After this monumental work, Scriabin chose to compose for the piano alone, and between 1911 and 1913 he completed a further five sonatas as well as the three Etudes, Op. 65. The piano music extends the surreal mystery of the orchestral pieces, its sonic range and individuality of timbre bringing both an increased intimacy and a heightened sense of the infinite to the music. The Sixth Sonata, Op. 62 was written in 1911 after Prometheus and its character frightened even Scriabin. He never played it in public, labeling it "dark and mysterious, impure, dangerous". The music borders at times on the maniacal, at other times on the visionary. Similarly the three Etudes, Op. 65 (1911-12) deal with ghostly, other worldly, frightening visions. The first of the three Scriabin never performed in public, its technical difficulties defeating even him, his small hands unable to deal with the intervals demanded in the score. His last three sonatas were all composed on a country estate in Russia during the autumn and winter of 1912-13, and cover the extreme of his concerns, from a sense of total harmony with the world (Sonata #10, Op. 70) through the chaos and devilry of Sonata #8, Op. 66, in fact the last to be completed.
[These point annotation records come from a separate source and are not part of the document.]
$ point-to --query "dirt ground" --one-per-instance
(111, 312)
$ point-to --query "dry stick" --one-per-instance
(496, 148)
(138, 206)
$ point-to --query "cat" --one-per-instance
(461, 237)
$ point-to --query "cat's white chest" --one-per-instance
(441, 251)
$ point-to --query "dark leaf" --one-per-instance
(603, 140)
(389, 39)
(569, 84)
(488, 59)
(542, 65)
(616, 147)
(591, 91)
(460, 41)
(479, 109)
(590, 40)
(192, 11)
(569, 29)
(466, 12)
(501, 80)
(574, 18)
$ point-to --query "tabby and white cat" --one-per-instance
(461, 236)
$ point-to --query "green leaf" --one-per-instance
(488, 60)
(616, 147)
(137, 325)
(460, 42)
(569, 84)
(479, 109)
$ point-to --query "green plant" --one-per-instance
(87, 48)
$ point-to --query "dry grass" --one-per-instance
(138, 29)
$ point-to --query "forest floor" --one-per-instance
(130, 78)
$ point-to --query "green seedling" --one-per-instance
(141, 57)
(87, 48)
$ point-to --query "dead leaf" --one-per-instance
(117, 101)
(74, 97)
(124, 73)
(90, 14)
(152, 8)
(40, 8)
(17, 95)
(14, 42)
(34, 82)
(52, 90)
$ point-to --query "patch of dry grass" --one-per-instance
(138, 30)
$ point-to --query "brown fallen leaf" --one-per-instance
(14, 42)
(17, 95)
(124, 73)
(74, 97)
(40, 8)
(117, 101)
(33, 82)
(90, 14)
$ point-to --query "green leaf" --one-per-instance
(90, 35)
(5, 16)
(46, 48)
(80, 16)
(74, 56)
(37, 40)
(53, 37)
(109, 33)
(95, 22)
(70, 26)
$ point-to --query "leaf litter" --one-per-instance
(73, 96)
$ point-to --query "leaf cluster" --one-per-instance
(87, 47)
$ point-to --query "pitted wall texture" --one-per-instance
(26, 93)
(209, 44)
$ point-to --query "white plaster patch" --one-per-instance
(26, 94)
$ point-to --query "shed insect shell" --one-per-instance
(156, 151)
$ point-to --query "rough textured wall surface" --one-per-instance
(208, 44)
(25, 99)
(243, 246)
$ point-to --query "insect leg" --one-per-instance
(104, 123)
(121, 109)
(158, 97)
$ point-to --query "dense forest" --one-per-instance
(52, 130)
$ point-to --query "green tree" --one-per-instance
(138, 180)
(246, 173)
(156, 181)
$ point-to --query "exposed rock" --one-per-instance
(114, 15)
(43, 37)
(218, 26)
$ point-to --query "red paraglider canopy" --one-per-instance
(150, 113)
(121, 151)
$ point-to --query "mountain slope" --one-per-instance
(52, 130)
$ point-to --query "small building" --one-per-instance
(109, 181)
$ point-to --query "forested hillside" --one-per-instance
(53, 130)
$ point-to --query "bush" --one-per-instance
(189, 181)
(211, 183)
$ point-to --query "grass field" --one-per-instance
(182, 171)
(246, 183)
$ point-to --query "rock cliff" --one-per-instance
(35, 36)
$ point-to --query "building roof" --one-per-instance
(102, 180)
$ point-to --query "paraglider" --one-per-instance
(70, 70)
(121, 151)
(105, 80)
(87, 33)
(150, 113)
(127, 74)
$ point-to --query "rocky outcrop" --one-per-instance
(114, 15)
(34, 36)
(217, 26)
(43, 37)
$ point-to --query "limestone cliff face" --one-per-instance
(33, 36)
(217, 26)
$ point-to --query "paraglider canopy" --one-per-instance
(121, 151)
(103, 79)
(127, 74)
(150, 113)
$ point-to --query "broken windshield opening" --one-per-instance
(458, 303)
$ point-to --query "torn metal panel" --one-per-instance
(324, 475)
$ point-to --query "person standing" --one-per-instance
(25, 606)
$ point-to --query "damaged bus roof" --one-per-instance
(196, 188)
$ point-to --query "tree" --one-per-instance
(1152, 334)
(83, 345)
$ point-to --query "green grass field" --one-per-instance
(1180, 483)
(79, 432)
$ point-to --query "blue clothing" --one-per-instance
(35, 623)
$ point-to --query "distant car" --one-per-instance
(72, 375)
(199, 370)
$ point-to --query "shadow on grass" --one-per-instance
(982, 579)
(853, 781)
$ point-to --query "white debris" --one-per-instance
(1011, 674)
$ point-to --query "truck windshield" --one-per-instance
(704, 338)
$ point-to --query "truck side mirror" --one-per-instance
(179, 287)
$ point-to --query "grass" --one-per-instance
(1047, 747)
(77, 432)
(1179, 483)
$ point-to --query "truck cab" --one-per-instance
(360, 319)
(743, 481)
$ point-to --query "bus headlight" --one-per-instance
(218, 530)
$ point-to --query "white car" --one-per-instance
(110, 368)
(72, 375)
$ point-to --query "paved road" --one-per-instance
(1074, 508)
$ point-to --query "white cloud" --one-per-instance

The year 1914 was given over to more piano pieces – the Poemes, Op. 69 and 71, Vers la flamme, Op. 72 and two further Preludes, Op. 74, all of which Scriabin felt were, like the last three sonatas, at the beginning of a new stage of development for him. He noted in his diary that it was imperative he live "as long as possible" so that his visions were fully realized. In fact, the shortest time possible remained.
During a visit to England during the spring of 1914 observers noticed that he was suffering from a swollen lip of the type which indicated a blood disorder. Its appearance was only a stage in the eventual development of full-blown septicaemia from an insect bite on his back, from which he died in a particularly painful fashion in April 1915, at the age of 43.